Apel do Ministra Środowiska o rzetelne informowanie o wysokim zanieczyszczeniu powietrza
Jaki poziom zanieczyszczenia powietrza w Polsce prowadzi do ogłoszenia alarmu smogowego? Czterokrotnie wyższy niż we Francji i trzykrotnie wyższy niż na Węgrzech. Czy płuca Polaków i Polek są bardziej odporne niż płuca Francuzów lub Węgrów?
Polska ma najbardziej liberalne zasady co do informowania społeczeństwa o zanieczyszczeniu powietrza spośród krajów Unii Europejskiej. Jednocześnie, nasz kraj posiada najgorsze powietrze w całej UE. To co w innych krajach uchodzi za stan alarmowy, zagrażający zdrowiu, przez polskie prawo jest uznawane za stan akceptowalny.
Polski Alarm Smogowy oraz Akcja Demokracja wystosowały dziś apel do Ministra Środowiska o obniżenie progów przy których wprowadzany jest alarm smogowy w Polsce i dostosowanie ich do analogicznych progów w pozostałych krajach Unii Europejskiej.
Poziom alarmowy dla pyłu zawieszonego PM10 jest w Polsce dwukrotnie wyższy niż na Słowacji, trzykrotnie wyższy niż na Węgrzech i w Czechach i aż czterokrotnie wyższy niż we Francji (w Polsce to 300 µg/m3, we Francji 80 µg/m3).
Jeszcze trzy lata temu poziom alarmowy w Polsce ogłaszano przy wartości PM10 wynoszącej 200 μg/m3. Zmiana rozporządzenia Ministra Środowiska przeniosła ten poziom do 300 μg/m3.

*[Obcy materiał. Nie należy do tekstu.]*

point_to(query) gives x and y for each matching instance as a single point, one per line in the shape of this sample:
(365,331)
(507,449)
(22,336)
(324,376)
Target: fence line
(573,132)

„Prowadzi to do sytuacji, w której nie jesteśmy informowani o znaczącym, zagrażającym zdrowiu zanieczyszczeniu powietrza. Przy stężeniach kilkukrotnie przekraczających wyznaczoną prawem normę dzieci w wieku przedszkolnym i szkolnym spędzają aktywnie czas na zewnątrz, a kobiety w ciąży i osoby starsze zażywają „ożywczych” spacerów”, mówi Ewa Lutomska z Polskiego Alarmu Smogowego.
Co roku około 43 000 mieszkańców i mieszkanek Polski przedwcześnie umiera z powodu zanieczyszczenia powietrza. Części tych śmierci można by uniknąć, gdybyśmy byli odpowiednio informowani o wysokim zanieczyszczeniu powietrza i mogli się przed nim chronić.